Summers, A.E., "Techniques for assigning a target safety integrity level," ISA Transactions, 37, pp. 95-104, 1998.
"Safety Instrumented Systems (SIS)—Safety Integrity Level (SIL) Evaluation Techniques, Part 1: Introduction," ISA dTR84.0.02, Draft, Version 4, March 1998.
"Safety Instrumented Systems (SIS)—Safety Integrity Level (SIL) Evaluation Techniques, Part 2: Determining the SIL of a SIS via Simplified Equations," ISA dTR84.0.02, Draft, Version 4, March 1998.
"Safety Instrumented Systems (SIS)—Safety Integrity Level (SIL) Evaluation Techniques, Part 3: Determining the SIL of a SIS via Fault Tree Analysis," ISA dTR84.0.02, Draft, Version 3, March 1998.
"Safety Instrumented Systems (SIS)—Safety Integrity Level (SIL) Evaluation Techniques, Part 4: Determining the SIL of a SIS via Markov Analysis," ISA dTR84.0.02, Draft, Version 4, March 1998.
"Safety Instrumented Systems (SIS)—Safety Integrity Level (SIL) Evaluation Techniques, Part 5: Determining the PFD of SIS Logic Solvers via Markov Analysis," ISA dTR84.0.02, Draft, Version 4, April 1998.
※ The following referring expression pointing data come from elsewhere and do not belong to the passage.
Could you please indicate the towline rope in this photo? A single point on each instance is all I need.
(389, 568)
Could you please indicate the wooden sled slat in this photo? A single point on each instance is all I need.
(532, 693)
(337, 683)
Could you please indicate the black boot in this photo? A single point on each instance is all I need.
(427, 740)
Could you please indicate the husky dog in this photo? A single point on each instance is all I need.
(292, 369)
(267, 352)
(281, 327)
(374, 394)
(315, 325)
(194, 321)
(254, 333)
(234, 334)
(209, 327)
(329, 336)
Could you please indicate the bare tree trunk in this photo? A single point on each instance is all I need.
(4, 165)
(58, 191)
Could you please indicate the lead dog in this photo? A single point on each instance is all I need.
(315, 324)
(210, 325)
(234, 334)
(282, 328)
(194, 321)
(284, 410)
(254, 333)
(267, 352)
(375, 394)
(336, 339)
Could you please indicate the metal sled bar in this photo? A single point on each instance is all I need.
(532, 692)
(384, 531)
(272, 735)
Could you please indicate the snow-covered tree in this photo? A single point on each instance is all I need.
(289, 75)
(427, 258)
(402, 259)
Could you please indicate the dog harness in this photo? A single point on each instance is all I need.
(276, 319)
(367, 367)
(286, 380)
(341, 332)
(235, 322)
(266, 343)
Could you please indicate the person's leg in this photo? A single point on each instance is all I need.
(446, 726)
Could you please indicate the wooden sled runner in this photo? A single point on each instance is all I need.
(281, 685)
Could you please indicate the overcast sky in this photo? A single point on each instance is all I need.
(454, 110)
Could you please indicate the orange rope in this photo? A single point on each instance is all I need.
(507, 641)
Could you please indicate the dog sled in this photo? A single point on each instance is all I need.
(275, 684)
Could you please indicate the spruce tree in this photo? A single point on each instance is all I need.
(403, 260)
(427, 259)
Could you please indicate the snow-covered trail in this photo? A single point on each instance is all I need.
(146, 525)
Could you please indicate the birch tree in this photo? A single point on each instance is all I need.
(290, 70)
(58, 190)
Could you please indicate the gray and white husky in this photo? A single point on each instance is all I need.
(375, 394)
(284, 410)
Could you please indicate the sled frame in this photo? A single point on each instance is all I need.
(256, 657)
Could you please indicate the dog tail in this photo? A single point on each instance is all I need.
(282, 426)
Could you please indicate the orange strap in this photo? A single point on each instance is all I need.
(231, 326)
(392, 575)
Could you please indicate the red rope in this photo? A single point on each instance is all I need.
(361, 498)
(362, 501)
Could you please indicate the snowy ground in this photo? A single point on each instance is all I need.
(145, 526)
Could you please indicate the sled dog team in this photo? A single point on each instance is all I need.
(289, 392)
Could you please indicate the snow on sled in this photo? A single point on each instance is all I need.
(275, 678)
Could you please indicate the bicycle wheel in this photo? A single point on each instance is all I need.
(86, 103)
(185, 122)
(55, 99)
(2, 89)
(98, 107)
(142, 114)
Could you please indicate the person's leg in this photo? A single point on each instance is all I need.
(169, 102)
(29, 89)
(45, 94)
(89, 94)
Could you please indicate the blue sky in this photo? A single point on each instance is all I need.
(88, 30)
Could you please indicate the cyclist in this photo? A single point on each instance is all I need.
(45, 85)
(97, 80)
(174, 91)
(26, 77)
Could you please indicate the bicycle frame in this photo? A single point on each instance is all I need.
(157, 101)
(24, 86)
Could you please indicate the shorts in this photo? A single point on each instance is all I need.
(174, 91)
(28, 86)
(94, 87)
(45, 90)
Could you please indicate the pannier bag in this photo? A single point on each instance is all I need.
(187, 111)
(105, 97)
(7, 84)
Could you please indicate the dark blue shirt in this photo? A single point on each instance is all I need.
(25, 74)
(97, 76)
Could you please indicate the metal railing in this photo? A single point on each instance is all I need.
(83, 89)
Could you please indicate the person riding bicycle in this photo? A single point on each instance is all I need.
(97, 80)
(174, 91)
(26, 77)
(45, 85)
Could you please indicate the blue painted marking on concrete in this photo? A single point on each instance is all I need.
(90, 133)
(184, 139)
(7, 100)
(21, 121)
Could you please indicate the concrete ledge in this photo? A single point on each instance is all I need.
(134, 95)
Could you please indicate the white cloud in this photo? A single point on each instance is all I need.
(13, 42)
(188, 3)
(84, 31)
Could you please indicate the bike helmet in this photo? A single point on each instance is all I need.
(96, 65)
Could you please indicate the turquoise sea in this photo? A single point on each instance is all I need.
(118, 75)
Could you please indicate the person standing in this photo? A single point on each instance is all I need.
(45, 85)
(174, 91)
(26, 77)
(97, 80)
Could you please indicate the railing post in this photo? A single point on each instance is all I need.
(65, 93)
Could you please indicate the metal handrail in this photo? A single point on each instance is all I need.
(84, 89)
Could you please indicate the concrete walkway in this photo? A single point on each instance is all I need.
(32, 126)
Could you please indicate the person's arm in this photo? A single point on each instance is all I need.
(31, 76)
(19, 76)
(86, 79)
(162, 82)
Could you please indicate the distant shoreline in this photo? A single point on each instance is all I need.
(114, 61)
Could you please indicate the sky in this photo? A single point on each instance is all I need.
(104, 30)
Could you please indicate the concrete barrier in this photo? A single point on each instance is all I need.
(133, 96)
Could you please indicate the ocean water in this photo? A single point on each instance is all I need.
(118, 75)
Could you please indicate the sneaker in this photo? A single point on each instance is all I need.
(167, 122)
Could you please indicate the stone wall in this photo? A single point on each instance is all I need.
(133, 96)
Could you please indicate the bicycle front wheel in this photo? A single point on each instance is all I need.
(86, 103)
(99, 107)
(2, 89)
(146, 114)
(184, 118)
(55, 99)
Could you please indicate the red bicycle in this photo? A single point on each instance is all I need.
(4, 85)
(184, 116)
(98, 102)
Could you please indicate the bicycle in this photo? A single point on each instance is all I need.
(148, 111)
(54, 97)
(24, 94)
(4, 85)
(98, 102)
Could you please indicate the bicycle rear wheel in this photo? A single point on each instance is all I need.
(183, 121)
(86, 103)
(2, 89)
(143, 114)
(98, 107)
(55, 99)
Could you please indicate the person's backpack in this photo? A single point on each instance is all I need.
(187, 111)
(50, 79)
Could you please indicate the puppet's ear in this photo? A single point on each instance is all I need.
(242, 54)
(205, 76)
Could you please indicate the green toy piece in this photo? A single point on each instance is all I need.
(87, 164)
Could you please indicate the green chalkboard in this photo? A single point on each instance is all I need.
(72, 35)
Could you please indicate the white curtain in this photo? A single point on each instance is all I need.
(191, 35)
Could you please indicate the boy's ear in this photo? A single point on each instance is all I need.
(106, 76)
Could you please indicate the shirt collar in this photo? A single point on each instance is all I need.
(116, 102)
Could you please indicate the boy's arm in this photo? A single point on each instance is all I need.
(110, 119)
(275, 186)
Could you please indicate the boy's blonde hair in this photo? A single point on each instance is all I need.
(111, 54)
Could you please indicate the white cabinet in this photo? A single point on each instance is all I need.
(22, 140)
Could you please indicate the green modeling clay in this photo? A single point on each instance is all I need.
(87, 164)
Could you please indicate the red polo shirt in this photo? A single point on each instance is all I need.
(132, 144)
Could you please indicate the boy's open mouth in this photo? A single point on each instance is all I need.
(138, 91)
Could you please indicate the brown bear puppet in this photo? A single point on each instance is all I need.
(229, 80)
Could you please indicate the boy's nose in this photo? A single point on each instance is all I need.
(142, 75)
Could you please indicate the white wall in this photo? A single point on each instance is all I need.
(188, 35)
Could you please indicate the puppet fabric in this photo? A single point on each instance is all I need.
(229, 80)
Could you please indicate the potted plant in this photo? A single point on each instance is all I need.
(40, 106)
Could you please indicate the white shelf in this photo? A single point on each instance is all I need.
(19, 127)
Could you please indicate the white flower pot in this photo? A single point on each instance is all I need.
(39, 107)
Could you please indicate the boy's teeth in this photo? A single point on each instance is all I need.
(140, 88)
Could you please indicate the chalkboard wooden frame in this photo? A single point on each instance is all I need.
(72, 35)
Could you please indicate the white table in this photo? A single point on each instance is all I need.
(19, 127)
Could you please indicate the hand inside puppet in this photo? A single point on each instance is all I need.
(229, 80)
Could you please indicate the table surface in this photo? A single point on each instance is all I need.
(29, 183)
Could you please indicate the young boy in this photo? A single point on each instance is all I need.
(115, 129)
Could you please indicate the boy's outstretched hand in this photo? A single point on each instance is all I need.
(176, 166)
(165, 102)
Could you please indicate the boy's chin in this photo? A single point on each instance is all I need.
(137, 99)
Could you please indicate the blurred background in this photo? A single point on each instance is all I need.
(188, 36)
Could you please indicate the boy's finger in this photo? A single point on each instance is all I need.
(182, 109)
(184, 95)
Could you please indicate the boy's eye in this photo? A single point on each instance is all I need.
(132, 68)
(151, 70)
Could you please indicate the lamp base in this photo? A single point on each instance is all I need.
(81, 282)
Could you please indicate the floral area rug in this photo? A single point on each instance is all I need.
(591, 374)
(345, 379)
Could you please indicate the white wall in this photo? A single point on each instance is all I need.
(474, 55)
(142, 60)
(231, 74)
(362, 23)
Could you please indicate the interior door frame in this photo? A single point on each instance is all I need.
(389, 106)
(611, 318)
"OREDA: Offshore Reliability Data Handbook," 3rd Edition, Det Norske Veritas Industri Norge as DNV Technica, Norway, 1997.
"Guidelines for Process Equipment Reliability Data," Center for Chemical Process Safety of the American Institute of Chemical Engineers, NY, NY, 1989.
"Non-Electronic Parts Reliability Data," Reliability Analysis Center, Rome, NY, 1995.
Summers, Angela E., "Common Cause and Common Sense, Designing Failure Out of Your Safety Instrumented Systems (SIS)," ISA Transactions, 38, 291-299, 1999.